Jörn Oliver Sass: Davon können dann langfristig viele Menschen mit Bluthochdruck profitieren. Ähnlich lassen sich aus Mechanismen, die bei seltenen Stoffwechselstörungen erforscht werden, auch Rückschlüsse auf Stoffwechselwege und Prozesse bei anderen Krankheiten ziehen.
An der Hochschule Bonn-Rhein-Sieg gibt es keine Klinik und es werden keine Patienten betreut. Wie können Sie trotzdem biomedizinische Forschung zu Seltenen Krankheiten durchführen?
Mike Althaus: Weil sich bei Seltenen Krankheiten wenige Patienten vielfach auf zahlreiche Kliniken und Betreuungseinrichtungen verteilen, geht im Bereich der Seltenen Krankheiten kaum etwas ohne Kooperation, meist erfolgt weltweite Zusammenarbeit. Dementsprechend sitzen Kooperationspartner oft Hunderte oder gar Tausende von Kilometern entfernt. Wir können aber auch viele genetische Störungen in Ionenkanälen durch moderne biochemische und physiologische Methoden funktional im Labor untersuchen, ohne dabei auf Blut oder Gewebeproben von Patienten angewiesen zu sein. Gleiches gilt auch für die experimentellen Arbeiten von Professor Sass.

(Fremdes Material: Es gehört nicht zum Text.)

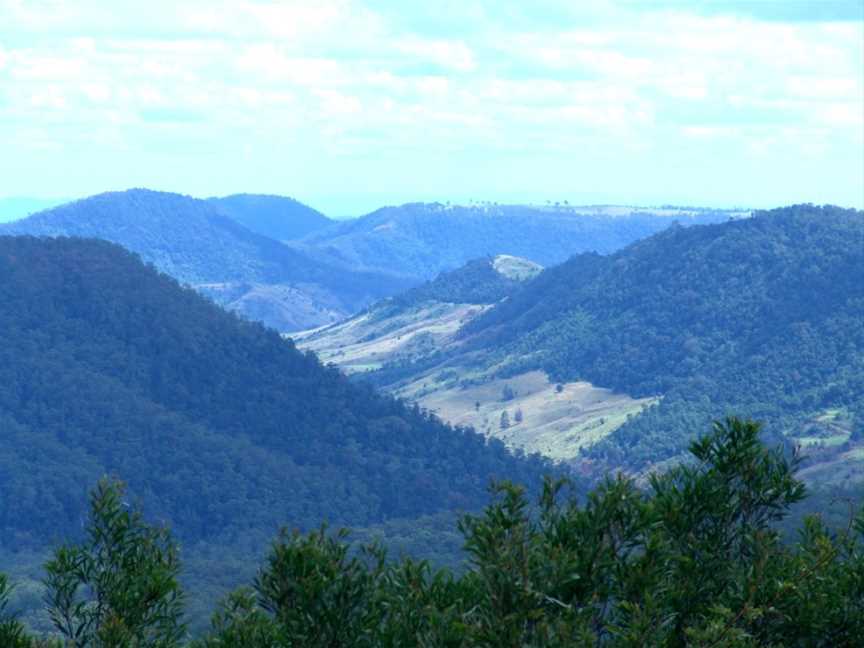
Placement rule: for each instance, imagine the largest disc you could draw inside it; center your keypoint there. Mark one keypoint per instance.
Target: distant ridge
(220, 426)
(277, 217)
(420, 240)
(198, 244)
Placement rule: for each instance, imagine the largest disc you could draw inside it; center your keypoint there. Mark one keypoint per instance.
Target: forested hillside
(764, 316)
(424, 239)
(197, 243)
(220, 426)
(277, 217)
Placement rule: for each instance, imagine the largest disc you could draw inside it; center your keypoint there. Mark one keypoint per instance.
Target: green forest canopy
(693, 560)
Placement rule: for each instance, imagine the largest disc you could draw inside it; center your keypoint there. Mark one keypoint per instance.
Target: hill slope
(760, 316)
(276, 217)
(221, 427)
(420, 321)
(422, 240)
(195, 242)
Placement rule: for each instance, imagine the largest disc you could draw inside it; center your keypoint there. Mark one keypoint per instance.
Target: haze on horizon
(351, 104)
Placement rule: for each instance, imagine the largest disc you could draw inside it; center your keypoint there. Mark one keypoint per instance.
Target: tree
(11, 631)
(119, 587)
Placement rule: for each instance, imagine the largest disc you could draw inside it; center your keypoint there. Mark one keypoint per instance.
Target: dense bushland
(694, 559)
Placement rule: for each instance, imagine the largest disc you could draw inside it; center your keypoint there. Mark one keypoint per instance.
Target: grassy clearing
(556, 422)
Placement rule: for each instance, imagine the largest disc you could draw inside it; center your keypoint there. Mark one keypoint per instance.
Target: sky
(348, 105)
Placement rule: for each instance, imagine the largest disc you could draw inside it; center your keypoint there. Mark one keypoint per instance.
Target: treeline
(761, 316)
(694, 560)
(221, 427)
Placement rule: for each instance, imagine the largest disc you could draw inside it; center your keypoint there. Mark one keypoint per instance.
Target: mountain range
(220, 426)
(616, 361)
(421, 240)
(275, 260)
(203, 244)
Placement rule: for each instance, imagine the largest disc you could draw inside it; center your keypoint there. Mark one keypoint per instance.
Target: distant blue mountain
(12, 209)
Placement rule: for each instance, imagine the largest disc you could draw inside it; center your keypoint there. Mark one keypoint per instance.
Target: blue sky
(348, 105)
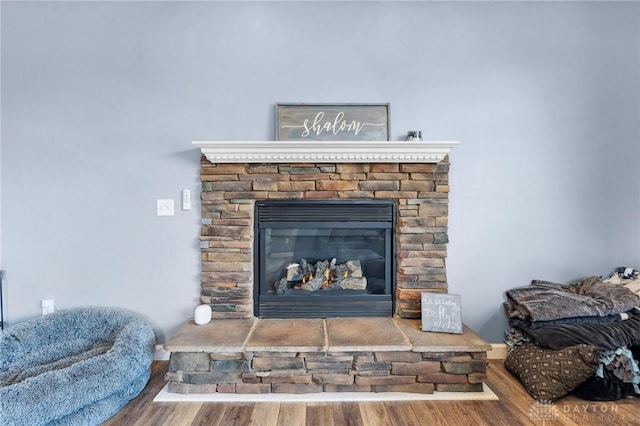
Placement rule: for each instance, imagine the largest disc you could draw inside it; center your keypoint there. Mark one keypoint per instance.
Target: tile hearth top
(317, 334)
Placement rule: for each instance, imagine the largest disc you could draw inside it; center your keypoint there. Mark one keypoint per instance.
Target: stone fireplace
(413, 176)
(398, 246)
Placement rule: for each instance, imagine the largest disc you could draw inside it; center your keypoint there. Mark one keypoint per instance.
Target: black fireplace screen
(324, 258)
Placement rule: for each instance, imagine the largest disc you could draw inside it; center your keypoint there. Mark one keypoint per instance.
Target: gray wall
(101, 101)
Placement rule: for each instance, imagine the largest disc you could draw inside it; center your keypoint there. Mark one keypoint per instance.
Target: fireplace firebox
(324, 258)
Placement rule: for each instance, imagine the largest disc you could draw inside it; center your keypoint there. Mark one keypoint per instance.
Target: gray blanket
(546, 301)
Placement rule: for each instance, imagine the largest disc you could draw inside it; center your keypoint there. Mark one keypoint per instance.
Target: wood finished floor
(514, 407)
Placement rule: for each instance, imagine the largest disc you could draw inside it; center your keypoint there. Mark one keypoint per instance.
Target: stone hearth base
(324, 355)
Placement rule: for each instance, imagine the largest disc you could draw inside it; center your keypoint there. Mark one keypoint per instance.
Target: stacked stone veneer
(291, 372)
(229, 192)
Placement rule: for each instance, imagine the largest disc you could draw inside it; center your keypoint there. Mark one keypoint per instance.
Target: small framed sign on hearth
(332, 122)
(441, 313)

Jörn Oliver Sass: Im Stoffwechsel-Bereich arbeiten wir unter anderem daran, mit gentechnischen und biochemischen Methoden die funktionalen Auswirkungen eines Gendefektes zu erforschen, der bei einem Patienten im Iran entdeckt worden ist. Da wir eine von ganz wenigen Arbeitsgruppen weltweit sind, die zu dem betroffenen Gen forschen, sind wir um Hilfe gebeten worden. 2021 haben wir zum Beispiel Kollegen der Uniklinik Münster dabei unterstützt, eine neu entdeckte Störung im Abbau der Aminosäure Valin zu charakterisieren. Spannend ist auch, wenn wir Studierende und Doktoranden der H-BRS in solche Projekte einbinden und in die Welt der Forschung einführen können.